Clippers, Celtics reach terms on Rivers


ANAHEIM, Calif. — Forget the journey.

Sunday, for the Clippers, it was all about the destination.

After 10 days of uncomfortably public chatter between the Clippers and the Celtics, the teams finally agreed to a deal that would bring the Clippers their next head coach.

Sunday afternoon, the Clippers and the Celtics agreed in principle on a deal that would allow the Clippers to hire Doc Rivers as the team’s head coach. In return, the Clippers would send an unprotected first-round pick in the 2015 NBA draft as compensation for the Celtics waiving Rivers’ non-compete clause.

The Clippers will pay Rivers $21 million over the next three seasons. Rivers is the highest-paid coach in the NBA.

According to multiple team reports, the deal with Rivers virtually clinches that the team will re-sign Chris Paul once Paul becomes an unrestricted free agent on July 1.

The deal still must be approved by the NBA, which could Monday.

While rare, trading for a coach isn’t unprecedented in the NBA. The Orlando Magic hired Stan Van Gundy in 2007, sending multiple picks to the Miami Heat as compensation.

Word of mutual interest between the Clippers and Rivers surfaced two weeks ago, but talks really began to heat up a week before last Friday.

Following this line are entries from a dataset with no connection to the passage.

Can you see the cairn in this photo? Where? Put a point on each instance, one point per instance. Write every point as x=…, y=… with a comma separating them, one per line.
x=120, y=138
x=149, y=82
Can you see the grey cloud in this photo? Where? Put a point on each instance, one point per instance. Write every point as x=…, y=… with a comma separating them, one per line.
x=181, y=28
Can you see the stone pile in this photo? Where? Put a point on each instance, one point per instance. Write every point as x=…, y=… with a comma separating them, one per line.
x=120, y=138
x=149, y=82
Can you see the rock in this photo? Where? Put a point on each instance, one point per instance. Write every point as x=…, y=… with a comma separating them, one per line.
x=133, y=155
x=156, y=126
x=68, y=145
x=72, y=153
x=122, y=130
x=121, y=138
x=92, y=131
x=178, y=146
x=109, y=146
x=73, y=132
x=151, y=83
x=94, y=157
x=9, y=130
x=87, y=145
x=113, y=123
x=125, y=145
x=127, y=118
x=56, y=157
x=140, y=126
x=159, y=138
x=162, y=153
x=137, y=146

That weekend, it appeared the Clippers were close to agreeing on two different transactions with Boston. In addition to the pick-for-Rivers talk, it seemed like the teams were willing to swap DeAndre Jordan for Kevin Garnett. Boston also initially asked for Eric Bledsoe in the deal, which caused the first stalemate.

Talks picked up and quieted down multiple times over the course of last week, with them being classified as “dead” multiple times in different reports.

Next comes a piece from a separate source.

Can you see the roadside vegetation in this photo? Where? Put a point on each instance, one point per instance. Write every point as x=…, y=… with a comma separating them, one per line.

Things took a strange turn Thursday, when Commissioner David Stern spoke about the talks in a number of radio interviews.

“I would say that if we know that what the parties really want to do is one (deal) and they are going to break into two for purposes of trying to avoid the restrictions that the collective bargaining agreement places on it, we know how to deal with that as well,” Stern told ESPN radio.

Stern later made it even clearer.

“If you think those, at this point — having been all over the media for the last week — are separate transactions … I have a bridge that I would very much enjoy selling to you,” he said.

With a realization that the Clippers wouldn’t be able to acquire Garnett and Rivers, the Clippers narrowed their focus on their top priority — Rivers.

And while talks gained significant steam Thursday, by Friday morning, they had fallen apart again, with Boston unhappy about the Clippers’ offer of a future second-round pick.

One report had Rivers calling the Clippers and telling them he was no longer interested in the job, but despite the published pessimism, several high-ranking Clippers’ executives were confident a deal could be salvaged.

The teams re-engaged Sunday morning, and by mid-afternoon, all parties agreed on the terms.

Had the Clippers been unable to come to an agreement with Boston, the Clippers would’ve likely hired either Indiana associate coach Brian Shaw or former Cleveland coach Byron Scott.